Par Antoine de Lacoste.
De la conquête inspirée du monde au repli prudent, les États-Unis ont fini par douter de leur rôle historique. Mais aucune nation ne peut vivre isolée : d’autres impérialismes émergent et menacent le Nouveau Monde.
Depuis la création de leur pays par des protestants européens rigoristes, les Américains sont convaincus d’être missionnés pour une « destinée manifeste ». Dieu leur a donné un rôle particulier, celui d’être le nouvel Israël. L’Angleterre, entre autres, avait décidé de se débarrasser de ces encombrants illuminés et leur avait demandé, dès le XVIIe siècle, d’exercer ailleurs leurs talents messianiques. C’est ce qu’ils firent dès leur arrivée sur la nouvelle terre promise.
Si l’on veut comprendre l’histoire des États-Unis et leur volonté d’hégémonie, il ne faut jamais perdre de vue ce point de départ historique, toujours très présent dans la culture américaine. Sa conséquence a rapidement été théorisée, par George Washington et bien d’autres : un jour l’Amérique dominera le monde parce que c’est sa destinée. Et cette domination devra s’accompagner d’une conversion des dominés aux valeurs chrétiennes, démocratiques et économiques qui ont fondé la constitution américaine.
Toutes les interventions extérieures des États-Unis, y compris celles qui s’appuyaient sur les mensonges les plus éhontés et les objectifs les plus mercantiles, devaient donc se parer des vertus de la morale et de la volonté divine. Bien sûr, d’autres peuples, d’autres armées s’appuieront sur l’aide divine : du Dieu le veut des croisés de 1099 au Gott mit uns de l’armée allemande, nombreux sont ceux qui ont voulu mettre Dieu avec eux, avec plus ou moins de sincérité. Mais pas au point d’en faire une sorte de fil rouge permanent pour dominer le monde.
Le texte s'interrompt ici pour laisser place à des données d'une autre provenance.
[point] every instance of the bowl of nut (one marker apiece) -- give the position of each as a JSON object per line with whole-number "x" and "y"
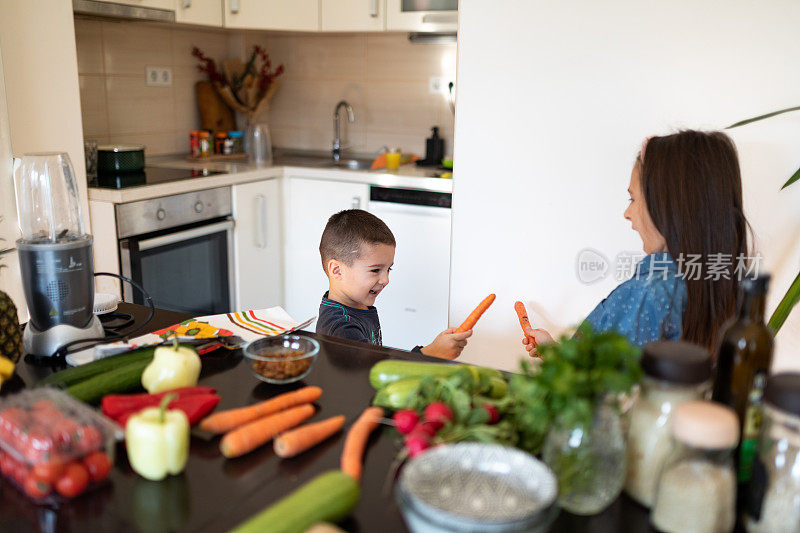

Après la guerre d’indépendance, le XIXe siècle américain sera une période de prudentes avancées. L’isolationnisme prétendu des États-Unis ne fut au contraire qu’une alternance de consolidation et de progression à pas mesurés et limitée au continent américain. La situation n’était pas mûre pour une conquête plus importante.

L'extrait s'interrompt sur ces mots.